Councilmember Craig Reynolds Shares Meeting Recap: 2026-04-21
CITY GOVERNMENTOPINIONFEATURED


In this column, Council Member Craig Reynolds shares his perspective on recent issues before the Mercer Island City Council as well as insight in to how he votes and shapes city planning and policies.
April 21, 2026 Council Meeting Update
Another Mercer Island City Council meeting is a wrap.
On April 21, 2026, the City Council held its regularly scheduled meeting at the Mercer Island Community and Event Center. All seven councilmembers were present in person. Key agenda items included:
AB 6908: Revised 2026 Fee Schedule
AB 6909: GMA Compliance – Policy Direction on Development Code Amendments
AB 6911: GMA Compliance – Legislative Review Process
My take on each of these issues is below.
You can offer feedback on these or any city policy issue via email to council@mercerisland.gov. If you have an issue with city services rather than policy matters, email customerservice@mercerisland.gov.
AB 6908: Revised 2026 Fee Schedule
This agenda bill was a more limited scope than I had originally understood.
We had adopted a 2026 fee schedule in the fall. This agenda bill only amended the fee schedule to give the city manager authority to implement “special event” parking fees at the community Center of up to $100 at the city manager’s discretion. An easy call. It passed 7-0.
AB 6909: GMA Compliance – Policy Direction on Development Code Amendments
No final decisions were made at this time. We voted 7-0 to give staff and the planning commission three recommendations on the continuing efforts to comply with the Growth Management Hearings Board decision:
1. Direct staff to set the inclusionary zoning requirements at 10 percent of units to be affordable at 50 percent AMI when drafting code amendments to comply with the GMHB Order.
2. Direct staff to prohibit adult entertainment and warehousing in the TC-8 subarea when drafting code amendments to comply with the GMHB Order.
3. Direct staff to include policy direction in the Station Subarea Plan to review the requirement for average daylight plane, major site features, and major façade modulation during Station Subarea Plan Phase 2.
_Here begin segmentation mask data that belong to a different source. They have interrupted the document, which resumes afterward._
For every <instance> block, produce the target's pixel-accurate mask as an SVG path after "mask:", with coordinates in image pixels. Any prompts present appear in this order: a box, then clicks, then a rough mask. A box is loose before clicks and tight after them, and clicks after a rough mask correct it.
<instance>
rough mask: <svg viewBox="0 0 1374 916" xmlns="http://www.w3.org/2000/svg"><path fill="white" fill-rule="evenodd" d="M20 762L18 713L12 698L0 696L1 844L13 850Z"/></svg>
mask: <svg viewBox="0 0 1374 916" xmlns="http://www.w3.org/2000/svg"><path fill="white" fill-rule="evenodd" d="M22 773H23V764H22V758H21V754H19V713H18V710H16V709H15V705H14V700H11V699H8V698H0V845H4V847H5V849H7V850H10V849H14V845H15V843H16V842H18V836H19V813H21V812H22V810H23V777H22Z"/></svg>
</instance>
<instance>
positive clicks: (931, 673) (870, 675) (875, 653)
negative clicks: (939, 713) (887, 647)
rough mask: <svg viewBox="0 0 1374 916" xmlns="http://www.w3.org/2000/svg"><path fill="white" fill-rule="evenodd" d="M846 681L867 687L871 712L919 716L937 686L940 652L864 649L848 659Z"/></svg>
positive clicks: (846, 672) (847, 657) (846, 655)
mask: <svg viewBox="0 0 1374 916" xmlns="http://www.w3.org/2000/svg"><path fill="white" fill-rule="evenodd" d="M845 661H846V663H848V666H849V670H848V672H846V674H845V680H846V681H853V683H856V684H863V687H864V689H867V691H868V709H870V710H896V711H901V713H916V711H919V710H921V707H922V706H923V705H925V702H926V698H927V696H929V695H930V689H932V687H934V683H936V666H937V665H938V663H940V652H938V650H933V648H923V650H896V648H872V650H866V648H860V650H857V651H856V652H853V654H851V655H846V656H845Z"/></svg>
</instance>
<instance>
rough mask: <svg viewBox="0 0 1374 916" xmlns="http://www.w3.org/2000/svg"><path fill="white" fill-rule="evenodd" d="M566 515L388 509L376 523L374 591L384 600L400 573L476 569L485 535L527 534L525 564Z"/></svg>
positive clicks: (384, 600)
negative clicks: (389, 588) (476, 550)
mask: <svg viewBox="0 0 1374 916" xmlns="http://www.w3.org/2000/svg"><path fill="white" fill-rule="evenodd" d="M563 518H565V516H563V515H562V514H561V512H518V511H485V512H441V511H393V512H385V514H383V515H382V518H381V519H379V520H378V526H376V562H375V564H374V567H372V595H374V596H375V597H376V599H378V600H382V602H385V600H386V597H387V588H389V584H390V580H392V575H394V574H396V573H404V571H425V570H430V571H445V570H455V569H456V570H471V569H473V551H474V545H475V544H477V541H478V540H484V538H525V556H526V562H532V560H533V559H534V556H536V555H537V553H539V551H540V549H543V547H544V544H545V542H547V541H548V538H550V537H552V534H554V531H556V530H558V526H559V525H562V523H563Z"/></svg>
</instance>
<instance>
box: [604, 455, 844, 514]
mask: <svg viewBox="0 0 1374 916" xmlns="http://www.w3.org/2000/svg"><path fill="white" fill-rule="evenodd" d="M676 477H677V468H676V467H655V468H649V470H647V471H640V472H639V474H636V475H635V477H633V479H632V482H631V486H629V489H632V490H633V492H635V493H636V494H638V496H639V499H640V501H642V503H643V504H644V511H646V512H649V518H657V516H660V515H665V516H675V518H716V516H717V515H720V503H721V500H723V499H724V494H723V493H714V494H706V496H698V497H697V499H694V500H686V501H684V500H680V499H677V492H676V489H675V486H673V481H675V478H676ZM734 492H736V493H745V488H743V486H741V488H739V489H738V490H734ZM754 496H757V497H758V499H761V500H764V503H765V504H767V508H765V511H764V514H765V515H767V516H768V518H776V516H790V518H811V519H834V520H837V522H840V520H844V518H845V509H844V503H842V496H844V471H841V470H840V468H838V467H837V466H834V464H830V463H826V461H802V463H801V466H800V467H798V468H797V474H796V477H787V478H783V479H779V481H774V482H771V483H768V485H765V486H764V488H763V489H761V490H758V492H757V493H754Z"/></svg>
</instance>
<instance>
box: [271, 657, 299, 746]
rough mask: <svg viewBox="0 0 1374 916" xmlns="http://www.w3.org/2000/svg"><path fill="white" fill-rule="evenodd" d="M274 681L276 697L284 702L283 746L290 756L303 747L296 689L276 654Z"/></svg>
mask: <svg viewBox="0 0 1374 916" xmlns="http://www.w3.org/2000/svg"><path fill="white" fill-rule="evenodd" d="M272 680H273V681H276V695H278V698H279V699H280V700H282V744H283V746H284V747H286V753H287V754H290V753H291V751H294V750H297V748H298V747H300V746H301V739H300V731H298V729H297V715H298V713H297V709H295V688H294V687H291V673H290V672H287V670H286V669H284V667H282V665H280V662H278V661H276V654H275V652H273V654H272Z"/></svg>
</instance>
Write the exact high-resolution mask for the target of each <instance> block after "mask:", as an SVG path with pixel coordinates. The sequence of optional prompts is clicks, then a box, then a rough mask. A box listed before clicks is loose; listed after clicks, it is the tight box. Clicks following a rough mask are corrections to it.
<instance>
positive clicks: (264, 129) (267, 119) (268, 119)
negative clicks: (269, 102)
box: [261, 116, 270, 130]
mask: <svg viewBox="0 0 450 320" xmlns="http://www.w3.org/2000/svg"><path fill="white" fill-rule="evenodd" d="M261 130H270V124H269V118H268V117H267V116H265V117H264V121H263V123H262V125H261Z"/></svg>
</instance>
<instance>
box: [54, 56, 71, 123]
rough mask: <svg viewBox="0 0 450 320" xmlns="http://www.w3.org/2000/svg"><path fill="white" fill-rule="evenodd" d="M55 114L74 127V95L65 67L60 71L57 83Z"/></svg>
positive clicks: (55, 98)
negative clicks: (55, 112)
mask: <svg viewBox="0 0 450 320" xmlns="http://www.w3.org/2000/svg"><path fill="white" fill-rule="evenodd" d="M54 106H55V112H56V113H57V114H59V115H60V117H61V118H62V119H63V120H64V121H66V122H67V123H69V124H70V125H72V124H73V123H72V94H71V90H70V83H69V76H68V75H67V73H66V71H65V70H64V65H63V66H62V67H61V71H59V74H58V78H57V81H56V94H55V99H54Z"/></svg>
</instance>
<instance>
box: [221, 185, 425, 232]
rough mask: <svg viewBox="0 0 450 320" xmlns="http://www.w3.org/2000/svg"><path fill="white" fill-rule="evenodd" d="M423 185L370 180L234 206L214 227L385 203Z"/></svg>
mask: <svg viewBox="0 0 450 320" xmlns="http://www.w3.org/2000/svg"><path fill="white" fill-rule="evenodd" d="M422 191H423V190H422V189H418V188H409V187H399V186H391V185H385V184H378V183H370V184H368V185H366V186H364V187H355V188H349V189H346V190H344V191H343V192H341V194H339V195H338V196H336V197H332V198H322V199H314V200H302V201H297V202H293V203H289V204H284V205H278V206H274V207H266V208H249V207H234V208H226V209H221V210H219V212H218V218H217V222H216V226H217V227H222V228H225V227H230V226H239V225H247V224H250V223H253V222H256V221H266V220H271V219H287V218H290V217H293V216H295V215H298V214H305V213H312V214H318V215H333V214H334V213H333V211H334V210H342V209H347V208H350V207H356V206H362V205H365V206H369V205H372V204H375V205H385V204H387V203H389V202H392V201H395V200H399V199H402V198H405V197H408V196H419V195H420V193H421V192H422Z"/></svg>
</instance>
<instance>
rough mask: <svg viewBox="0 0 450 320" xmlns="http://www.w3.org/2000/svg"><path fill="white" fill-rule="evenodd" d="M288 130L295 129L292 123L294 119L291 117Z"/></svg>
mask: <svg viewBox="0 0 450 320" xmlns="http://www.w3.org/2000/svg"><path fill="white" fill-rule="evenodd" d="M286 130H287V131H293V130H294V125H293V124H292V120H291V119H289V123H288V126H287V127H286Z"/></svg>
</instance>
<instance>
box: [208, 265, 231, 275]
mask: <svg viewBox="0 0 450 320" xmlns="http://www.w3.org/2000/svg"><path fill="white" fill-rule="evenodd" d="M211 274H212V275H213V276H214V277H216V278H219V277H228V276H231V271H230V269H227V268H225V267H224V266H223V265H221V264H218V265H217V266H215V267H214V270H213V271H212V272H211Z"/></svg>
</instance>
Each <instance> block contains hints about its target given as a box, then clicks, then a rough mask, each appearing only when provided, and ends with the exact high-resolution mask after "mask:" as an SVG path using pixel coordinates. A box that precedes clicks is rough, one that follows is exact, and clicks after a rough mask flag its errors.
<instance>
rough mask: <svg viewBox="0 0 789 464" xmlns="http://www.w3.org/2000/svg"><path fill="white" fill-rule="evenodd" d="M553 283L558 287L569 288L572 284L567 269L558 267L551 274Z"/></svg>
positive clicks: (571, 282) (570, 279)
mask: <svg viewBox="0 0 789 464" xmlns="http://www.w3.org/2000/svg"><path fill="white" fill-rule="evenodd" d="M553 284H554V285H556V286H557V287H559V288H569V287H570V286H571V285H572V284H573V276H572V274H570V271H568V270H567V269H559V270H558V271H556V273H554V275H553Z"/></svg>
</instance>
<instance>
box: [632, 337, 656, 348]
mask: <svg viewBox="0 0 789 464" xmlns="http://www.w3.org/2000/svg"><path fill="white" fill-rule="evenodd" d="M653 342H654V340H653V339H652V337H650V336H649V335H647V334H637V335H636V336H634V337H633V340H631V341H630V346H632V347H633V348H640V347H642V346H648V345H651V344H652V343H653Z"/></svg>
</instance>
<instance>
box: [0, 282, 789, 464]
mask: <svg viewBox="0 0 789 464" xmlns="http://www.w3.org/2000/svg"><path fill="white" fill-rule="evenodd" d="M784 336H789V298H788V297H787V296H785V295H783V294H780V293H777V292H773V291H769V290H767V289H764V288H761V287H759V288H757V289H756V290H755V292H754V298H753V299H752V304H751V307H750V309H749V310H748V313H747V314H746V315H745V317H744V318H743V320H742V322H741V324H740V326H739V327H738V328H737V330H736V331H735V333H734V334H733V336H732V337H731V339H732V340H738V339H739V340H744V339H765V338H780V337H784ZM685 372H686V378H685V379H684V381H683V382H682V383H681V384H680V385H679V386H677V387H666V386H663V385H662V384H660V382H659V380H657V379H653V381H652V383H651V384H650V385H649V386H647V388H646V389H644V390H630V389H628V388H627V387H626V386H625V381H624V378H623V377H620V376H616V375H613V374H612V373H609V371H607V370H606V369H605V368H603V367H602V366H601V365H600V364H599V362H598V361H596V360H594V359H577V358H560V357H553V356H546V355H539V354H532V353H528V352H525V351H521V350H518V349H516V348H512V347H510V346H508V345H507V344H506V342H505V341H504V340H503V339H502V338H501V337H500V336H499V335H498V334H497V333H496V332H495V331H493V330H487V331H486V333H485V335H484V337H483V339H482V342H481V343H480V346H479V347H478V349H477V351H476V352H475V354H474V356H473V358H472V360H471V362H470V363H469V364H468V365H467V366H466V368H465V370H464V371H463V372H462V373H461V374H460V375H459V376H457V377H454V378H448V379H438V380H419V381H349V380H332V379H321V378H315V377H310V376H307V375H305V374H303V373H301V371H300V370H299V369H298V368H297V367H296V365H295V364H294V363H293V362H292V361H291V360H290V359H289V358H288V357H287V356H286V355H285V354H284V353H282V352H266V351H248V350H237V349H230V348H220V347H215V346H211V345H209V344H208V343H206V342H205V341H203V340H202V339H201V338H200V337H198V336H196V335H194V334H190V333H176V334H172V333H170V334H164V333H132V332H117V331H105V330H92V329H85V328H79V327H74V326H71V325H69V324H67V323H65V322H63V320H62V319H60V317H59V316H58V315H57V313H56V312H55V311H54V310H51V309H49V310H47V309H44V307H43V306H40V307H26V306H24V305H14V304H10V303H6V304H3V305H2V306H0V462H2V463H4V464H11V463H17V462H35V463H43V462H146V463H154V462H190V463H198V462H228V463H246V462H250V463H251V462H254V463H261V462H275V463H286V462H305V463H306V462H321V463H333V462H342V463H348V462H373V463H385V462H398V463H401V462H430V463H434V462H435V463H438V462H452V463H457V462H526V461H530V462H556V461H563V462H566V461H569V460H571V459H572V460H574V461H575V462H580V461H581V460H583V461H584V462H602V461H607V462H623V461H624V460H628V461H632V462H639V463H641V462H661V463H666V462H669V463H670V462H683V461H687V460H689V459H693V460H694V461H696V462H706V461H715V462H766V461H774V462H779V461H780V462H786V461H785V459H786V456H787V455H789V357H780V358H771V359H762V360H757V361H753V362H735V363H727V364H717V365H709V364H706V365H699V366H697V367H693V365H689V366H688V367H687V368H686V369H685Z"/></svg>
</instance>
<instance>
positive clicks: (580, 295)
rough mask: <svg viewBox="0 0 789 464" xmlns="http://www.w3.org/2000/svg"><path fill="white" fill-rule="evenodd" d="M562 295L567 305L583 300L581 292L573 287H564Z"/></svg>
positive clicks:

These three motions are aligned with staff recommendations and are quoted above verbatim from the agenda packet
A few comments on each…
For the first item, Councilmember Weinberg had proposed an alternative motion to require 10% in the TC-6 zone and 15% only in the TC-8 zone. The reason he stated for supporting this was that it would create more capacity for affordable housing, which would then allow us to reduce the height limits at the edge of town center without reducing net capacity. I supported it because I believed it would make fee-in-lieu options more attractive, allowing us to raise fee-in-lieu rates, theoretically increasing our pool of funds for building housing at the 0-30% of AMI level. The key reason one might oppose this motion is that it might further disincentivize building anything, leading to no progress at all on affordable housing. Given a choice between scenario 1 with more theoretical affordable housing but a risk of less actual affordable housing and scenario 2 with less theoretical affordable housing but perhaps more actual affordable housing, I understand why one might favor scenario 2 and oppose this motion. And most did, as it was defeated 5-2. We then proceeded to support the staff recommendation above.
For the second item, staff warned us that it might be illegal to completely ban adult entertainment on first amendment grounds. They will do further research before preparing specific proposed code changes.
The third item had little discussion, other than staff clarifying their response to my pre-meeting question. That is, with 8 stories, buildings in town center could easily meet the 3.5 story FAR threshold even with the identified amenities, but the effective realized FAR will be less than it would be without the amenities. Since we have to achieve FAR of 3.5 overall in the TOD zone, requiring these amenities would make us allow more height elsewhere in the TOD zone. But staff recommended we defer the decision on this until after the July 31 GMHB deadline. Council unanimously agreed.
AB 6911: GMA Compliance – Legislative Review Process
This was a quick 7-0 vote to approve the planning commission schedule for review of the staff recommendations for GMHB ruling compliance. It passed unanimously essentially without discussion. The planning commission has a huge job ahead of them, with little time to do it. They have my gratitude.